Gut geschult, vermag er Interesse zu wecken. Und gut geschult ist er, denn sein Verhalten ist je nach der Person vorprogrammiert. Das einzige, was ihm freisteht, ist, wenn er die Gelegenheit wahrnimmt, Zeugnis zu geben oder nicht.
Derjenige, der so angesprochen wird, ahnt nicht, daß es vorrangig gar nicht um die Bibel geht, ahnt nicht, daß er ins Fahrwasser der WTG gelenkt werden soll. Es ist also nur scheinbar Nächstenliebe, um die es hier geht, denn diese Praktiken zeugen von Aufdringlichkeit, egoistischem Sendungsbewußtsein und Rücksichtslosigkeit.

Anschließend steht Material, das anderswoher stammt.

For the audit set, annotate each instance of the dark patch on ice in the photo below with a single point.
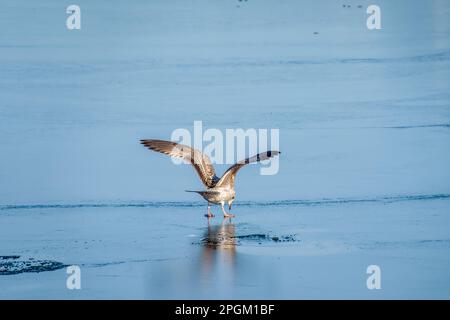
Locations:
(202, 204)
(266, 237)
(222, 239)
(14, 265)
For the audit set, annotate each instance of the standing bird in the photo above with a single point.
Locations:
(218, 190)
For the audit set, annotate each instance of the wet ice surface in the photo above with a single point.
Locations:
(161, 252)
(364, 119)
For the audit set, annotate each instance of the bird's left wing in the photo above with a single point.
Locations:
(200, 161)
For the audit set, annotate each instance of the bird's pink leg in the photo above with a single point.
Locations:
(226, 214)
(209, 214)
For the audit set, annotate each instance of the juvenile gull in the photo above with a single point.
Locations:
(218, 190)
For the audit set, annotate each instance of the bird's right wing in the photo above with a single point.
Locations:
(229, 175)
(200, 161)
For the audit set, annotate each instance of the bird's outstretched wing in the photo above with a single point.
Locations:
(200, 161)
(230, 174)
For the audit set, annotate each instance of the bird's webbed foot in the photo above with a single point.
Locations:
(209, 214)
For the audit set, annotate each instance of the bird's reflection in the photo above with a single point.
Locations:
(219, 247)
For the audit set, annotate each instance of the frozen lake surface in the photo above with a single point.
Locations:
(364, 119)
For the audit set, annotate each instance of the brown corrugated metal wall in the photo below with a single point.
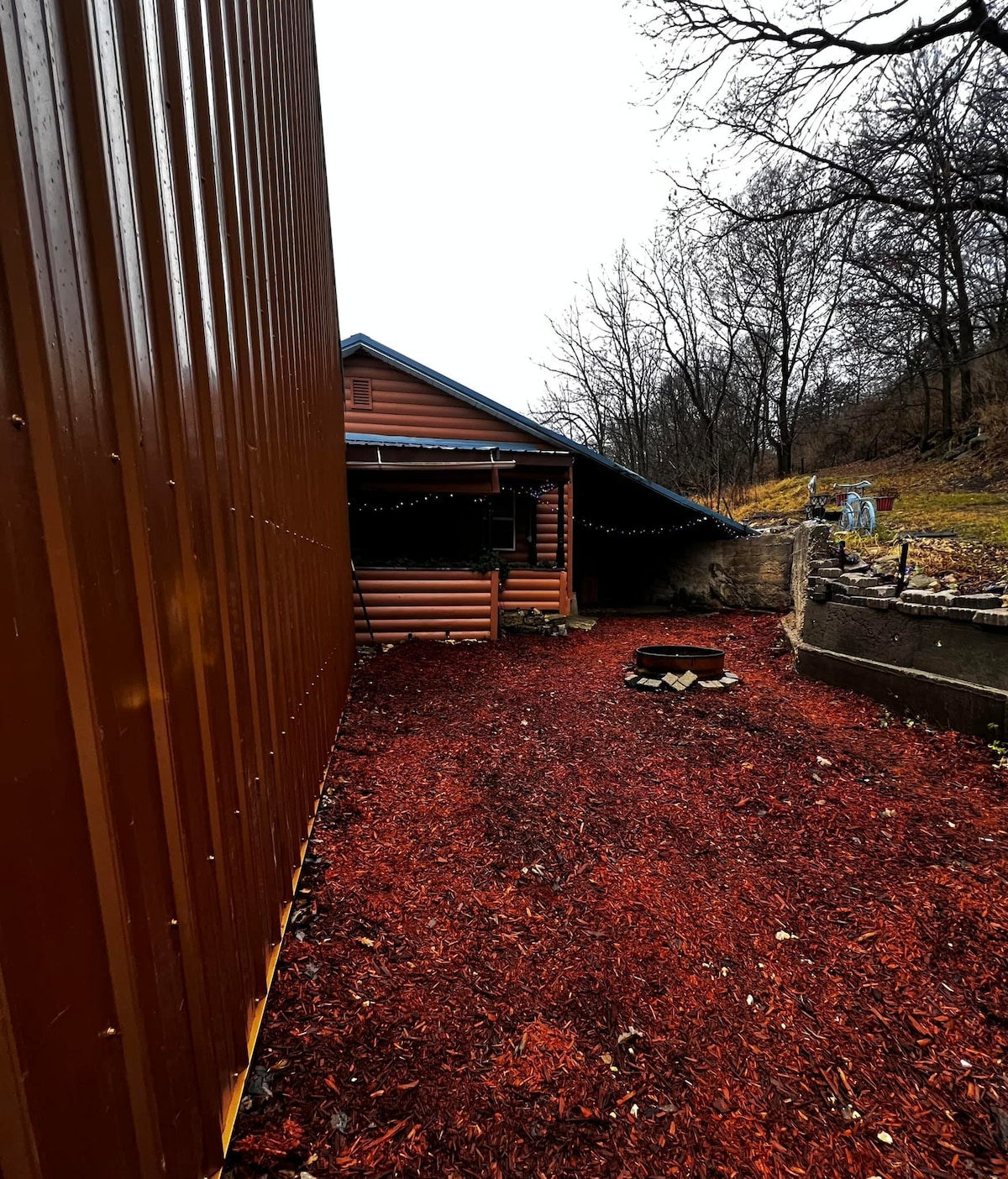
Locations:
(176, 624)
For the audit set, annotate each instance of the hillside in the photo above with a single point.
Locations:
(967, 495)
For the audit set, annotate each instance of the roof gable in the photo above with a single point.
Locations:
(360, 343)
(402, 402)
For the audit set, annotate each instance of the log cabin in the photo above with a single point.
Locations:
(462, 508)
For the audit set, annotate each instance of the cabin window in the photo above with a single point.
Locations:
(502, 522)
(361, 393)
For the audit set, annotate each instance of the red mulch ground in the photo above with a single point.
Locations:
(541, 931)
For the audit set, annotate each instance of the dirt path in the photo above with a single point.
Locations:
(545, 931)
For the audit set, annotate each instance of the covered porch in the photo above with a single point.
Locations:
(446, 533)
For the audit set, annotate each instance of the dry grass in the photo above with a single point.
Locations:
(967, 495)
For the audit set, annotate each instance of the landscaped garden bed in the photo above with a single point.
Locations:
(549, 927)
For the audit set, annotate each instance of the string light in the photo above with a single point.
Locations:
(611, 531)
(537, 493)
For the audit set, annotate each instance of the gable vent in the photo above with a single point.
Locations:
(361, 393)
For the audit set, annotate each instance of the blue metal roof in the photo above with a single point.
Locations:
(360, 342)
(441, 443)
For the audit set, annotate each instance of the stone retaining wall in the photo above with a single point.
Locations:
(750, 574)
(941, 656)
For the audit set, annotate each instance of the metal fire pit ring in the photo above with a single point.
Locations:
(706, 660)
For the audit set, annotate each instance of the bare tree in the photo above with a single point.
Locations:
(786, 280)
(607, 369)
(789, 86)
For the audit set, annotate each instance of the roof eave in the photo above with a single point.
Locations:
(360, 342)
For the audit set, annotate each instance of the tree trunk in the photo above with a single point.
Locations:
(926, 423)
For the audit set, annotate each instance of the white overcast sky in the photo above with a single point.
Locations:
(482, 160)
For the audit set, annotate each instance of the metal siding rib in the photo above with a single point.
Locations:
(181, 518)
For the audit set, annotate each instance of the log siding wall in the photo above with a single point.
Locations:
(407, 407)
(175, 593)
(426, 604)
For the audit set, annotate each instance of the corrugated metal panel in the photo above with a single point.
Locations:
(426, 604)
(405, 406)
(175, 600)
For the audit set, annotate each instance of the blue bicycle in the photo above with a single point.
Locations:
(858, 511)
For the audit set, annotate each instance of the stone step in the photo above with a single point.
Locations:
(992, 616)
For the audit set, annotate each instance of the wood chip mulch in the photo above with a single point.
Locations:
(551, 927)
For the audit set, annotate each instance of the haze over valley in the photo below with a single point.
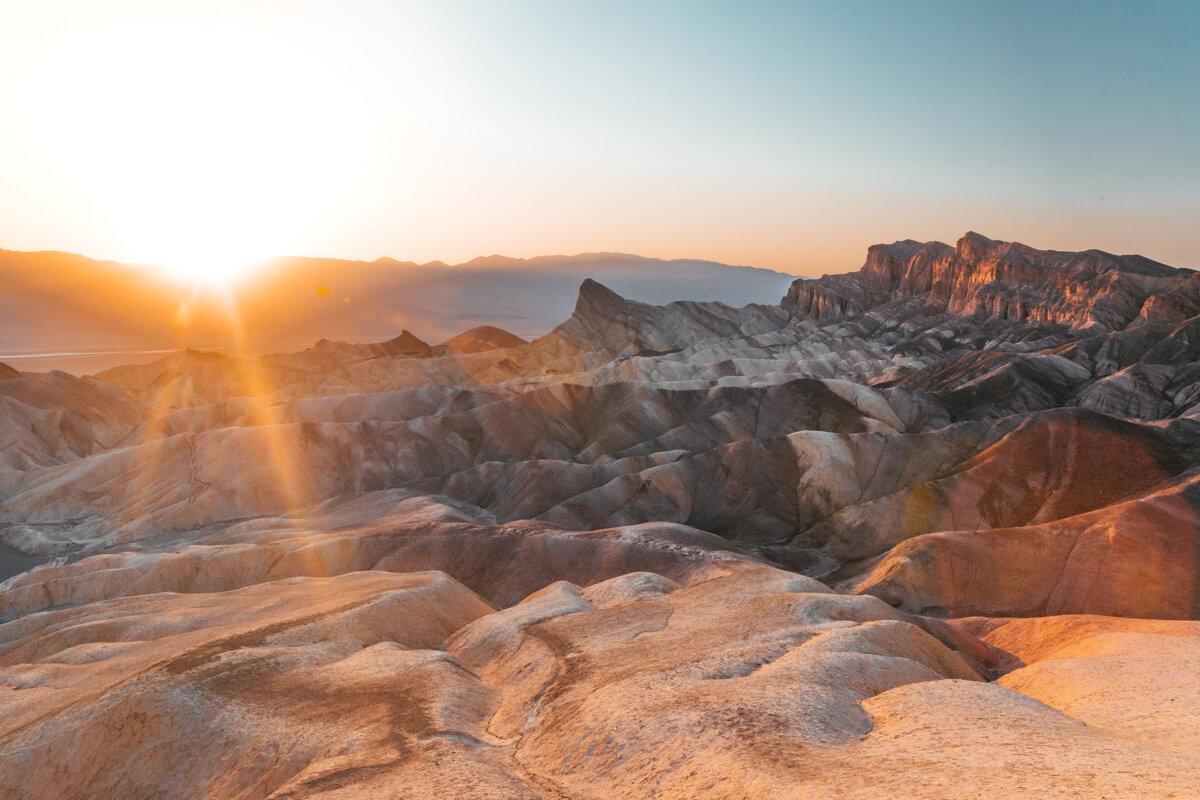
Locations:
(693, 400)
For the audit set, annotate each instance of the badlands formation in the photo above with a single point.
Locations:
(922, 530)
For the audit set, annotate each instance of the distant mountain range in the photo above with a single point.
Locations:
(64, 302)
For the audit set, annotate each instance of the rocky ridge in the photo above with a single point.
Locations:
(952, 497)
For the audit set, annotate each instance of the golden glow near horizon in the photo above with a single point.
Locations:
(787, 136)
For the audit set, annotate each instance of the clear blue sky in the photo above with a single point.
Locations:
(784, 134)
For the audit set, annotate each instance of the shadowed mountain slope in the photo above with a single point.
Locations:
(689, 549)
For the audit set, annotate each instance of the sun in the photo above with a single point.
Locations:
(209, 272)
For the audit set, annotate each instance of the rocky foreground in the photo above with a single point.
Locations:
(927, 530)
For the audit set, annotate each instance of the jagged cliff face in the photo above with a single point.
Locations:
(683, 551)
(979, 277)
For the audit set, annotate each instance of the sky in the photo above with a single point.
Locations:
(780, 134)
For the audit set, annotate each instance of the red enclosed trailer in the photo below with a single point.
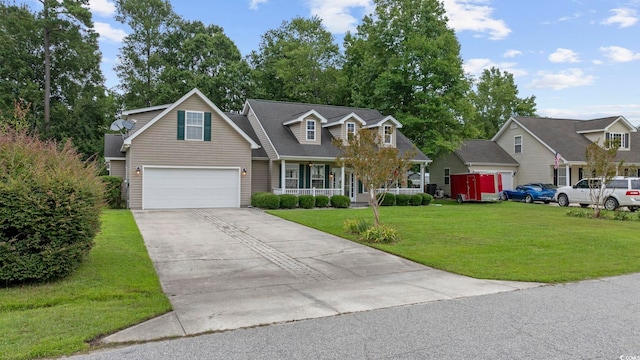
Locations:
(476, 187)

„Haben wir das unseren Mitmenschen gegenüber nötig?" fragte jener Bruder. Sicher nicht. Es ist schlimm, wenn Verständnis und Hilfsbereitschaft als Vorwand für das psychologische Bedrängen und Beeinflussen verwendet werden. Noch schlimmer ist es, daß dieses Verständnis, diese Hilfsbereitschaft sofort erlöschen, wenn sich der Angesprochene als uninteressiert, als ablehnend erweist.

Dann droht plötzlich die totale Vernichtung, wird von Harmagedon und Jehovas Rache geradezu begeistert gesprochen wird also Angst verbreitet nach dem Motto:
„Willst du nicht mein Bruder sein, so schlag ich dir den Schädel ein!"